Per sua sfortuna, nonostante la bassa autostima, Dylan non si era mai vista come un giocattolo. E non voleva diventarlo, né per Brian né per nessun altro.
-Era proprio necessario fare del male anche a Jamie?- La giovane si fece coraggio. Domandò ciò che si era chiesta incessantemente nel corso delle ultime ore. Intanto cercava di non appoggiarsi troppo a Brian. La vicinanza con il suo corpo la faceva rabbrividire, provava ribrezzo.
-Poteva non esserlo? D'altronde è stato lui ad invitarti a ballare. O sbaglio?- la voce di Synyster era piuttosto calcata, soprattutto sull'ultima frase.
-Ti ha infastidita... non avrebbe dovuto.- continuò poi. Anche solo ricordare gli avvenimenti della serata faceva venire i nervi a fior di pelle al ragazzo.
-E sentiamo, secondo l'ottica di chi io sarei stata infastidita dalle sue attenzioni?! Lui almeno c'era! Non ha passato la serata con dei coglioni, a bere fino a stare male. Jamie era al mio fianco. Tu no, Brian!- per la prima volta da quando avevano iniziato la loro relazione, lei alzò la voce. Spinse violentemente via il suo ragazzo, colpendolo sul petto.
Copiose lacrime ripresero a cadere lungo il viso di Dylan, fino al mento. Ma lui non meritava di vederla piangere, non poteva nuovamente avere la soddisfazione di saperla ridotta così e di sentirsi l'artefice di tutto ciò.
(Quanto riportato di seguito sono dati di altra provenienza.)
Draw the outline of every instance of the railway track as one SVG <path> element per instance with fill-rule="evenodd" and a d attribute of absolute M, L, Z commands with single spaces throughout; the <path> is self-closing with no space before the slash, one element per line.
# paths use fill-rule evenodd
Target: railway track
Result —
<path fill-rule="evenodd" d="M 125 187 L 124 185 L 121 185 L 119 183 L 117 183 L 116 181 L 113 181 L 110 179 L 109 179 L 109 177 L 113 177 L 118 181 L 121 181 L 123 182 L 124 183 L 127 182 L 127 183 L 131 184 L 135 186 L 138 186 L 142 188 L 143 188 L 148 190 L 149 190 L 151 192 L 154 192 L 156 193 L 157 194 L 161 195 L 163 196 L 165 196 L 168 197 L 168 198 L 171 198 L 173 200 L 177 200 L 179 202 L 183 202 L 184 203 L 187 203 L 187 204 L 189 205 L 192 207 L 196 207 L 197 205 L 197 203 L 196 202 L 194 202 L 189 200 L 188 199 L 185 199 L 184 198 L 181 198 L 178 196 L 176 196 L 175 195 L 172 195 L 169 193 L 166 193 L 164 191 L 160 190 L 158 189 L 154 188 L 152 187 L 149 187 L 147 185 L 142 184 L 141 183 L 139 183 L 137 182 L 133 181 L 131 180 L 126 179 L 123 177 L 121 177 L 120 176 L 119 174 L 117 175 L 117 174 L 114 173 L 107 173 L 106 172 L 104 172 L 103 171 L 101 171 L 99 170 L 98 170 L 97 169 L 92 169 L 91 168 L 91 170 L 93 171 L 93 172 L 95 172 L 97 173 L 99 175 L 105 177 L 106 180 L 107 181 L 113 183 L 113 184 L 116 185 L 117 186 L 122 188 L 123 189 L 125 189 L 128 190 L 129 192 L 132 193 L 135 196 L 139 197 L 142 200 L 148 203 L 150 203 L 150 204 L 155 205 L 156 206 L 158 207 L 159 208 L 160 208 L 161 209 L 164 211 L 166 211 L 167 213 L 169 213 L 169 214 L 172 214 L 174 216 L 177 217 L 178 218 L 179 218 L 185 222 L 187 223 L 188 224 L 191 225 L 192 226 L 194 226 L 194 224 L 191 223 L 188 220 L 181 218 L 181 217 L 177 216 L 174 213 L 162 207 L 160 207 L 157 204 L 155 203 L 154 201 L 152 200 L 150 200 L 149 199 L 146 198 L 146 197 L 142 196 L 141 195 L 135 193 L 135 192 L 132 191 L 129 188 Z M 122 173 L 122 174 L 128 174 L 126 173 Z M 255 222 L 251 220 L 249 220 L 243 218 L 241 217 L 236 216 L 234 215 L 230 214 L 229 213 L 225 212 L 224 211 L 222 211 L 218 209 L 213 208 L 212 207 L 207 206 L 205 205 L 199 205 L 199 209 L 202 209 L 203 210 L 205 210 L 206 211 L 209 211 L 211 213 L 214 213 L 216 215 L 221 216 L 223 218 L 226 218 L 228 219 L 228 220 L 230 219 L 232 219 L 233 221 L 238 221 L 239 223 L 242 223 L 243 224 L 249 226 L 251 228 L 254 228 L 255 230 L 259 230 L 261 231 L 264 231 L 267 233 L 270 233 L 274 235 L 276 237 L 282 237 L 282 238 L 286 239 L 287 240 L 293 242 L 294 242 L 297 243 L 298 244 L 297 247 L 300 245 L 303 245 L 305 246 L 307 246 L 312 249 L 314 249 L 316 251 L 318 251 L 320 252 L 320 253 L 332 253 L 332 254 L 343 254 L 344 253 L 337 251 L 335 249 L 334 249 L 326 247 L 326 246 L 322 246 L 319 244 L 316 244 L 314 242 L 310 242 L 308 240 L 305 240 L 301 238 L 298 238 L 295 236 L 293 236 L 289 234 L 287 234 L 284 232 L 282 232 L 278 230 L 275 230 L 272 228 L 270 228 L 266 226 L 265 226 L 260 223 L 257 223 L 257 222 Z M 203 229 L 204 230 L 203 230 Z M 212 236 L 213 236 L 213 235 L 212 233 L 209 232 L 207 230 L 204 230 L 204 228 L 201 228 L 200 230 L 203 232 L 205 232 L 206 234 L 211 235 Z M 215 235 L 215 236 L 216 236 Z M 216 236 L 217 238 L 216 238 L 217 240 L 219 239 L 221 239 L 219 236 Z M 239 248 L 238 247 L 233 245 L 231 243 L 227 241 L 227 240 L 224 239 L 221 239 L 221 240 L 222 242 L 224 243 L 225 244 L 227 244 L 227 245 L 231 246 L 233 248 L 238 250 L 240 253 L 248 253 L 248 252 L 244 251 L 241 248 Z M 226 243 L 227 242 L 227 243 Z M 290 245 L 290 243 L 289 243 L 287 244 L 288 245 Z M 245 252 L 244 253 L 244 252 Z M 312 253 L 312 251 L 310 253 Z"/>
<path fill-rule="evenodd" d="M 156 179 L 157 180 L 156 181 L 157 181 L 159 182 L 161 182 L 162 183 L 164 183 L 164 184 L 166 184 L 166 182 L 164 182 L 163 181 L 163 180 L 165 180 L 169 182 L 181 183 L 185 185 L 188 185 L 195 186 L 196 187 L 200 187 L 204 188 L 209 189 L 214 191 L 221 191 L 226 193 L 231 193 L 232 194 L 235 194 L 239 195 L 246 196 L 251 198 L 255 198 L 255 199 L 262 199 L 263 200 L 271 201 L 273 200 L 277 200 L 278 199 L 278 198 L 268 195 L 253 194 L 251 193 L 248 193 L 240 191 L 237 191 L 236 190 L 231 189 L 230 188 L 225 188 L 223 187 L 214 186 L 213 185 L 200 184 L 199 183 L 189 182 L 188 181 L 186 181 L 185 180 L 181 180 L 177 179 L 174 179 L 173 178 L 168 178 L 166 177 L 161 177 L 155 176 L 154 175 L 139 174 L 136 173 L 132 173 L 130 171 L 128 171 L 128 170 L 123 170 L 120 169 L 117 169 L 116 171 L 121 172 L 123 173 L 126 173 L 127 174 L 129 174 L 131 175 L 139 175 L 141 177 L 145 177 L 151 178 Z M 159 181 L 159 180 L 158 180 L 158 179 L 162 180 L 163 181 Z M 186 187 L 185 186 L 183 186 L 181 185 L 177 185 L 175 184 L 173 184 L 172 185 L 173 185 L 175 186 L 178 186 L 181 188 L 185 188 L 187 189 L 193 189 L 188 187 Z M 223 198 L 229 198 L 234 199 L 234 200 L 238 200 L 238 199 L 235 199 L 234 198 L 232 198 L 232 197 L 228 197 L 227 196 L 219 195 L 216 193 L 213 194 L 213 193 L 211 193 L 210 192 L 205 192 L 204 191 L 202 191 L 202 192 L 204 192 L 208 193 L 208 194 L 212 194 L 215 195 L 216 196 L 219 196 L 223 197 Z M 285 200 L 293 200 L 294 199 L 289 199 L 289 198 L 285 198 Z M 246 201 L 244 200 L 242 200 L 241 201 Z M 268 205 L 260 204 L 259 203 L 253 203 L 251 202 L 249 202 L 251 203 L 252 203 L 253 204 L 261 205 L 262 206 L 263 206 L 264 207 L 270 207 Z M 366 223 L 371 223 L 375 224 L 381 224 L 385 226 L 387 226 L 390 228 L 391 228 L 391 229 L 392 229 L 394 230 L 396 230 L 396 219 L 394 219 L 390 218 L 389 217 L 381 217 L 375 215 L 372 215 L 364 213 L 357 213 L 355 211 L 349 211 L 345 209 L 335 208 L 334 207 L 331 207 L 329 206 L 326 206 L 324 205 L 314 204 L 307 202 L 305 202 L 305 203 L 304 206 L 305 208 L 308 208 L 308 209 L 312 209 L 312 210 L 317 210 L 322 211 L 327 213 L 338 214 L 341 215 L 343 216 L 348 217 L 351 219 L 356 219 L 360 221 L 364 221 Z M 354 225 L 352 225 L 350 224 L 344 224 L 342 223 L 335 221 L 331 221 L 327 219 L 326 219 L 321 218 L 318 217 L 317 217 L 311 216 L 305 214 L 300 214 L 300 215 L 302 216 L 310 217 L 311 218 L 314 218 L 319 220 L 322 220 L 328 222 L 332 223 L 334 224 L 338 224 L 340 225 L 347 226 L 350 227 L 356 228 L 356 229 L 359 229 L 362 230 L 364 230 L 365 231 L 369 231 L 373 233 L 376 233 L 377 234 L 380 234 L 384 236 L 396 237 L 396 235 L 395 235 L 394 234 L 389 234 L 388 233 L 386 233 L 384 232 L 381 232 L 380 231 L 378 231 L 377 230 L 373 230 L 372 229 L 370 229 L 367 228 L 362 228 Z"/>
No, non anche questa volta...
Mentre ancora Syn non si era del tutto reso conto di quello che era appena successo, la giovane scappò via.
Chi si sarebbe aspettato un simile comportamento? Non era da lei un gesto simile. Non aveva mai avuto il coraggio di rivoltarsi contro di lui.
Una sensazione di freddo gelido attanagliò Brian nel momento stesso in cui vide colei che tanto amava sparire nel corridoio. Per la prima volta si sentì vuoto. Era spaventato.
-Dylan ... dove vai?!- gridò lui. Si alzò in fretta, iniziando a seguirla. Corse dietro di lei, più veloce che poteva.
STAI LEGGENDO
I don't believe in fairy tales. // Avenged Sevenfold
FanfictionLe relazioni non sono mai rose e fiori. Dylan l'ha imparato a sue spese. Il suo principe azzurro non esiste. DAL TESTO: Con il dorso della mano la ragazza si pulì qualche goccia densa e rossa che le stava scivolando lungo il mento. Aveva il labbro r...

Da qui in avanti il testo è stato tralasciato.